The original pilot on flight 191 from New York's John F Kennedy airport had been taken to hospital after suffering a "medical situation" on board, it said.
Passengers were quoted by local media as saying that the captain seemed disoriented, jittery and constantly sipped water when he first marched through the cabin. He then began to rant about threats linked to Iran, Iraq and Afghanistan and a bomb following which crew members tried to calm him down.
Gabriel Schonzeit, who was sitting in the third row, told the local media: "He started screaming about Al Qaeda and possibly a bomb on the plane and Iraq and Iran and about how we were all going down."
"A group of us just jumped up instinctually and grabbed him and put him to the ground. Clearly he had an emotional or mental type of breakdown," passenger Tony Antolino said after arriving in Las Vegas after the incident.
Antolino, a security executive, said he and three others pinned down the captain as he ran for the cockpit door and sat on him for about 20 minutes until the plane landed at Rick Husband Amarillo international airport at 10am local time.

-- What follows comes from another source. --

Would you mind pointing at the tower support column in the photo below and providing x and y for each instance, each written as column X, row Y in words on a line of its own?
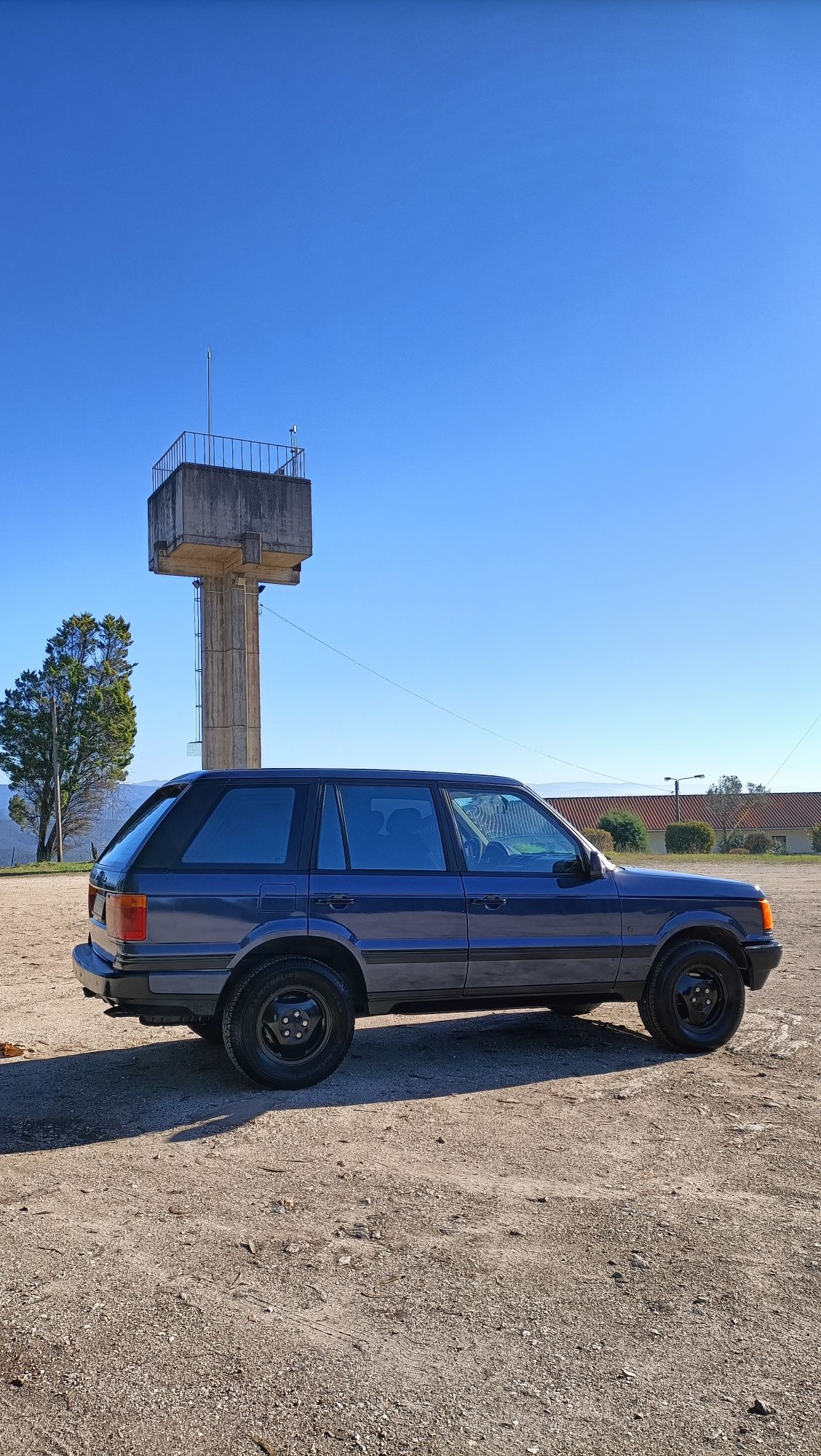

The flight had left New York around 7am and was in the air for three-and-a-half hours before landing in Texas.
The passengers completed their journey to Las Vegas several hours later on another flight.
The Federal Bureau of Investigation was co-ordinating an investigation with the police, the FAA and the Transportation Safety Administration, FBI spokeswoman Lydia Maese in Dallas said.
She declined to comment on arrests.
Earlier this month, an American Airlines flight attendant took over the public address system on a flight bound for Chicago and spoke for 15 minutes about 9/11 and the safety of their plane.
"I'm not responsible for this plane crashing," she was quoted by passengers as saying.